US Labor Against the War says “it is time to invest at home”
A broad coalition of influential labor organizations and leaders is urging the Obama administration to avoid any steps that would escalate tensions with Iran, which allegedly poses a nuclear threat in the near future. US Labor Against the War—which is independent of U.S. unions but affiliated with scores of unions and labor councils around the country — is alarmed both by the potential for a catastrophic U.S. or Israeli attack on Iran, and the resulting drain on resources needed to rebuild America’s economy.
The USLAW statement highlights the human costs of yet another U.S. assault, but also stresses how an attack on Iran would rob U.S. workers of the resources needed to rebuild an economy still wracked by high unemployment and falling wages.
USLAW declared in a statement last month:
the AFL-CIO National Executive Council said in its statement on jobs and labor’s agenda on August 3, 2011: “There is no way to fund what we must do as a nation without bringing our troops home from Iraq and Afghanistan. The militarization of our foreign policy has proven to be a costly mistake. It is time to invest at home.”
…the budget crises at federal, state and local levels and their devastating consequences for working people make all the more urgent reductions in U.S. military operations and expenditures, and the transfer of those funds to meet pressing domestic needs…
Yet momentum continues to build for an attack on Iran, with Republican presidential candidates taunting the Obama administration as insufficiently tough toward Iran and supposedly hostile to Israel.
“We’re urging the administration to pursue diplomacy and avoid any precipitous steps like those that got us into the wars with Iraq and Afghanistan,” said David Newby, the past president of the Wisconsin AFL-CIO, which is affiliated with USLAW. It “has shown some understanding that a war with Iran would be disastrous, but the rhetoric of [Secretary of State] Hillary Clinton has been disturbing.”
Current evidence indicates that Iran does not pose a nuclear threat. As Commondreams.org recently summarized the results of a major investigation,
The report, citing breaking intelligence from current and former U.S. officials, outlines the less than dramatic realities of Iran’s nuclear program, running counter to many U.S. and Israeli claims that Iran has imminent nuclear weapon capabilities. Such had been the desired justification for a joint attack on Iran.
“Yet we’re being told that the threat from Iran is imminent,” Newby said. “It’s so much like the lead-up to the Iraq War,” which was paved with misleading and distorted intelligence reports asserting that Saddam Hussein possessed ‘weapons of mass destruction.’
The outcome was a war that destroyed much of Iraqi society, fractured the nation along religious lines, and caused the deaths of 4,486 Americans and “the death of hundreds of thousands of innocent civilians, including a half-million children,” the USLAW said.
Still, even mainstream elite publications like Foreign Affairs publish calls for yet another conflict in the Mideast.

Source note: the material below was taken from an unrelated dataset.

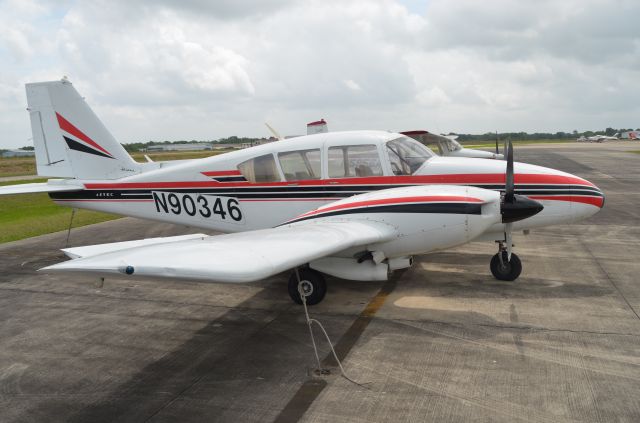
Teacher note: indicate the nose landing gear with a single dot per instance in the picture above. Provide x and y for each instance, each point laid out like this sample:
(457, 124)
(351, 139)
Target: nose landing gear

An attack on Iran by the US or Israel would unleash disastrous results across the entire region, said Newby. “The whole region would be in turmoil, with potentially huge risks for Israel.” This is a concern that even the ultra-hawkish Israeli Defense Minister Avigdor Lieberman has admitted.
USLAW includes several international unions — the Amalgamated Transit Union, Communications Workers of America, United Electrical Radio and Machine Workers — and a variety of state and local AFL-CIO councils and dozens of union locals. Its mission is to be “the organized voice within the labor movement for peace and new priorities.”
The organization’s Iran statement was sent to Congress and the White House, along with its affiliates, the AFL-CIO and Change to Win.